Prólogo Viaje hacia Madrid
La joven de largos y enmarañados cabellos oscuros no paraba de mirar en derredor con sus ojos, del mismo color de su pelo. De cuando en cuando, hacían breves paradas para descansar y almorzar. Las noches eran lo peor. Por más que se esforzara en cerrar sus sentidos, no lograba quitarse los extraños ruidos del bosque de la cabeza. Cuando al fin dormía, tenía sueños intranquilos, y el sol no tardaba en aparecer por el este. Su único consuelo era que no estaba sola, y que ya apenas quedaban dos días de viaje. Entonces Marta dejó de caminar al percatarse de que su madre se había detenido unos metros más atrás. Dándose la vuelta, y no sin echar un suspiro, desanduvo algunos pasos. Su madre, Raquel Fernández, ya se había sentado a la sombra de un árbol y rebuscaba en su gran cesta algo para comer. El sol estaba en su punto más alto. Marta dejó sin mucho mimo en el suelo su equipaje, y se sentó al lado de su madre.

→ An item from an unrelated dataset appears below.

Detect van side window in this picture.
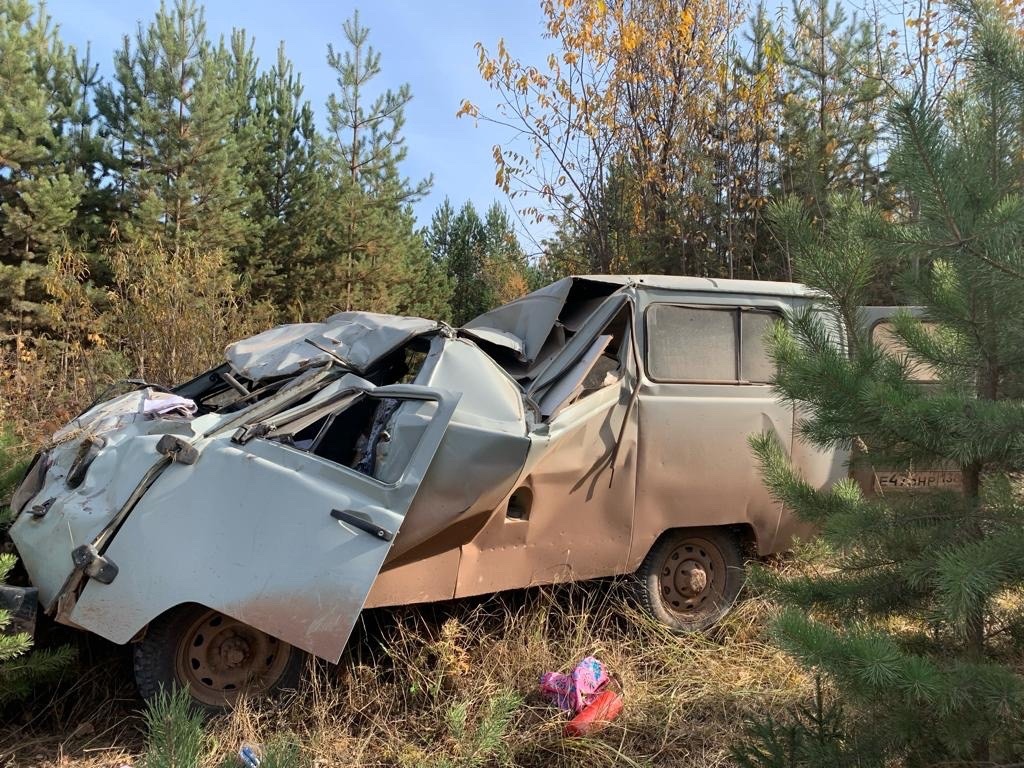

—Ten más cuidado con las cosas, hija —la reprendió su madre, mientras le alcanzaba un trozo de pan algo duro, y se disponía a rehacer su ya deshecho moño. Marta no le contestó, y cogió el pan mientras la observaba. Su madre tenía el pelo lacio, corto hasta poco más de los hombros y negro, salpicado ya por canas. Era una mujer de casi cuarenta años, con los ojos más claros que su hija, algo más baja que ella y con una barriga considerable. Vestía una falda verde oscura, un corsé rojo y una camisa blanca.
Marta, al contrario, tenía el pelo larguísimo hasta más de media espalda, los ojos más oscuros, era más alta que su madre y también más delgada. Vestía una falda negra junto a una camisa holgada roja y un pañuelo atado en la cabeza, también rojo.
Comieron en silencio, y después continuaron su camino hacia la Villa. La Villa de Madrid.
§§§
A las afueras de la Villa, en una gran y humilde casa, dos hermanos charlaban en el patio. La mujer era de unos cincuenta años, quizá más. Tenía el cabello color caoba, con algunas canas, y ojos marrones y amables. El hombre era más alto que ella, con el pelo negro, ojos oscuros y una incipiente barba.
—¿Cuándo llegarán tu mujer y tu hija, Alfonso? —preguntó la mujer, mientras echaba una ojeada a dos de sus sobrinos, que parecía se iban a pelear en cualquier momento.
El hombre, que tenía la mirada perdida en ninguna parte, pareció sobresaltarse al oír la pregunta de su hermana.
—No sé, hace una semana que partieron, deben estar próximas —contestó.
La mujer esbozó media sonrisa. Estaba deseando volver a ver a su sobrina, a la que no veía desde hacía mucho. En ese momento, María, hija de otro hermano de los dos, ya había pegado una colleja a su hermano menor, Daniel, para que le diera una pelota de trapo. La joven, morena de piel, con el pelo muy rizado y castaño hasta los hombros; y ojos miel, reía y se chuleaba. Daniel, de casi diez años, medio lloraba. Era un niño bajito y delgado, y muy activo. Tenía el cabello claro y los ojos marrones.
—¡Maríaaaaaaaaaa! —gritó Carmen, poniéndose en pie.